L’Italia dei piaceri secondo Camillo Langone, gentiluomo
06 Novembre 2011
di Luca Negri
I grandi scrittori li riconosciamo quando riescono a catturarci, a destare la nostra ammirazione per il loro stile anche quando raccontano cose che non ci interessano. Ad esempio, il Mario Soldati del diario di viaggio attraverso i vigneti d’Italia (“Vino al vino” del 1977) può esser goduto anche da un astemio. Della stessa buona razza di Soldati, anche lui buon bevitore, viaggiatore e cattolico carnale, è Camillo Langone. Chi lo legge quotidianamente su Il Foglio difficilmente rimane indifferente a ciò che scrive. Può indignarsi, divertirsi, condividere preghiere o anatemi, però non può far finta di non aver letto. Né di aver letto qualcosa di discutibile ma scritto con estro innegabile.
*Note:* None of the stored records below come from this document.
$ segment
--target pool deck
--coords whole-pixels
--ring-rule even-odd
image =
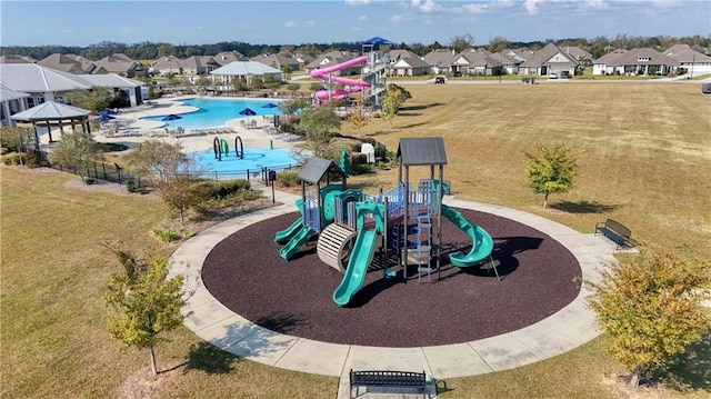
[[[176,97],[170,99],[159,99],[151,101],[152,107],[140,107],[134,109],[129,109],[126,112],[119,112],[116,114],[117,120],[121,123],[121,130],[124,131],[136,131],[136,136],[122,136],[122,137],[107,137],[99,132],[92,132],[94,139],[101,142],[122,142],[126,144],[136,144],[143,142],[148,139],[160,139],[169,142],[180,142],[183,150],[186,151],[201,151],[211,146],[213,136],[189,136],[189,137],[159,137],[151,138],[147,133],[151,130],[163,129],[163,123],[160,121],[150,121],[143,120],[141,118],[146,117],[160,117],[167,114],[180,114],[193,112],[197,110],[196,107],[189,107],[181,103],[181,99],[188,98],[200,98],[200,96],[184,96],[184,97]],[[212,97],[206,97],[212,98]],[[236,100],[241,98],[229,98],[229,100]],[[257,100],[244,98],[243,100]],[[264,99],[258,99],[264,100]],[[257,128],[248,129],[243,127],[241,121],[254,121],[257,123]],[[228,140],[228,142],[234,141],[234,137],[239,136],[242,139],[242,142],[246,148],[269,148],[270,141],[273,143],[274,148],[292,148],[294,147],[293,141],[282,140],[280,134],[268,134],[263,129],[266,127],[271,126],[271,122],[266,120],[262,116],[258,117],[246,117],[229,120],[224,128],[231,128],[234,133],[223,133],[220,134],[221,138]],[[176,122],[176,127],[179,127],[180,123]],[[54,140],[59,140],[61,138],[61,132],[59,128],[52,130],[52,137]],[[43,148],[51,149],[51,144],[49,142],[49,136],[42,134],[40,137],[41,144]]]

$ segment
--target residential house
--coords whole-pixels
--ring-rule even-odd
[[[679,67],[685,69],[691,77],[694,73],[711,73],[711,57],[690,48],[689,44],[672,46],[664,54],[677,60]]]
[[[210,56],[192,56],[179,61],[184,74],[206,74],[221,67]]]
[[[182,63],[180,58],[176,56],[166,56],[157,59],[151,63],[151,68],[149,69],[151,73],[159,73],[162,76],[172,73],[172,74],[182,74]]]
[[[140,81],[118,74],[74,74],[39,63],[0,64],[0,90],[3,90],[1,98],[7,118],[46,101],[64,102],[68,91],[91,90],[93,87],[123,91],[130,104],[138,106],[143,102],[143,86]],[[11,101],[18,100],[21,102],[11,104]]]
[[[449,73],[454,62],[454,52],[450,49],[434,49],[428,52],[422,60],[430,66],[432,73]]]
[[[352,60],[356,57],[358,56],[349,51],[329,51],[324,54],[317,57],[316,60],[307,64],[306,71],[307,73],[310,73],[317,69],[328,68],[341,62]],[[360,68],[353,67],[353,68],[342,70],[340,72],[336,72],[334,74],[346,76],[346,74],[357,74],[357,73],[360,73]]]
[[[36,63],[37,60],[32,57],[7,54],[0,56],[0,63]]]
[[[127,78],[146,76],[143,66],[128,58],[126,54],[109,56],[96,61],[97,67],[103,68],[108,73],[120,74]]]
[[[465,49],[454,56],[452,62],[452,73],[470,76],[488,76],[493,74],[494,68],[499,67],[499,62],[491,59],[491,53],[484,49]]]
[[[259,54],[257,57],[250,58],[250,61],[261,62],[266,66],[270,66],[272,68],[277,68],[278,70],[283,70],[286,66],[289,66],[292,71],[298,71],[301,66],[299,61],[297,61],[293,57],[289,54]]]
[[[410,50],[390,50],[388,74],[391,77],[419,77],[430,72],[430,64]]]
[[[220,64],[220,67],[224,67],[230,62],[234,61],[249,61],[249,58],[244,57],[239,51],[222,51],[218,52],[217,56],[212,57],[212,60]]]
[[[610,56],[610,57],[608,57]],[[679,61],[661,52],[640,48],[629,51],[615,50],[594,61],[592,73],[605,74],[669,74],[679,67]],[[598,73],[595,73],[598,72]]]
[[[38,64],[58,71],[83,74],[83,73],[107,73],[88,59],[77,54],[53,53],[37,61]]]
[[[267,76],[271,76],[274,81],[281,81],[280,70],[256,61],[230,62],[213,70],[210,74],[220,77],[223,84],[231,84],[234,79],[241,79],[247,84],[251,84],[253,79],[264,81]]]
[[[553,43],[548,43],[519,66],[521,74],[544,77],[550,73],[568,72],[575,74],[580,62],[569,52]]]

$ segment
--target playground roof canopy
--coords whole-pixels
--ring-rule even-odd
[[[441,137],[400,139],[398,157],[405,167],[447,164],[444,140]]]
[[[346,173],[333,161],[312,157],[309,159],[309,162],[307,162],[307,166],[301,169],[299,179],[312,184],[318,184],[329,172],[336,172],[346,177]]]

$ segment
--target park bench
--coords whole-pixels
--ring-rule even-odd
[[[595,225],[595,235],[600,232],[618,245],[617,249],[631,248],[632,231],[617,220],[608,219]]]
[[[425,397],[427,373],[413,371],[350,371],[350,397],[353,398],[353,388],[358,397],[358,388],[410,388]]]

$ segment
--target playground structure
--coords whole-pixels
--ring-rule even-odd
[[[382,38],[365,40],[362,44],[362,54],[352,60],[340,62],[330,67],[311,71],[309,76],[319,79],[328,84],[326,90],[319,90],[314,98],[319,102],[330,102],[332,99],[343,99],[354,92],[369,90],[368,96],[377,102],[378,93],[384,88],[380,80],[380,72],[388,63],[388,51],[383,50],[392,43]],[[357,66],[361,69],[361,79],[350,79],[340,76],[342,71],[348,71]],[[343,89],[334,89],[333,83],[344,84]]]
[[[291,259],[312,237],[319,235],[319,259],[343,273],[333,292],[333,301],[346,307],[361,289],[369,267],[379,252],[384,278],[409,277],[409,266],[417,266],[418,281],[432,280],[437,270],[441,277],[441,217],[450,220],[472,240],[468,253],[449,256],[454,267],[467,268],[489,261],[499,279],[491,252],[493,239],[481,227],[464,219],[460,212],[442,203],[448,190],[443,182],[447,164],[442,138],[401,139],[398,147],[398,183],[378,194],[347,190],[346,173],[332,161],[311,158],[299,173],[302,198],[297,200],[301,216],[286,230],[274,236],[284,243],[280,256]],[[409,181],[410,167],[429,166],[430,178],[417,188]],[[435,167],[439,176],[434,177]],[[404,169],[404,176],[403,176]],[[307,193],[306,183],[316,186]],[[324,186],[322,186],[324,183]],[[397,255],[395,265],[391,255]],[[392,267],[392,268],[391,268]],[[450,276],[452,269],[450,268]]]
Negli ultimi anni Langone ha pubblicato un romanzo “di pornografia cattolica”, una guida sui migliori ristoranti patri, un romanzesco viaggio nella provincia italiana, un riuscito tentativo di spiegare “la vera religione” alle ragazze, una “guida alle messe” che lo ha consacrato nella originale veste di “critico liturgico” e un “Manifesto della Destra Divina” di meritato successo. Da poco è uscito per Marsilio il suo ultimo libro, Bengodi. Come alcuni dei precedenti, raccoglie interventi già apparsi sulle pagine del giornale diretto da Giuliano Ferrara. E come sempre merita di essere letto anche da chi non può o non vuole necessariamente seguire consigli dati al “gentiluomo italiano” per scovare “cibi, bevande, vestiti e vizi che gli diano contemporaneamente identità e piacere. Molto piacere”.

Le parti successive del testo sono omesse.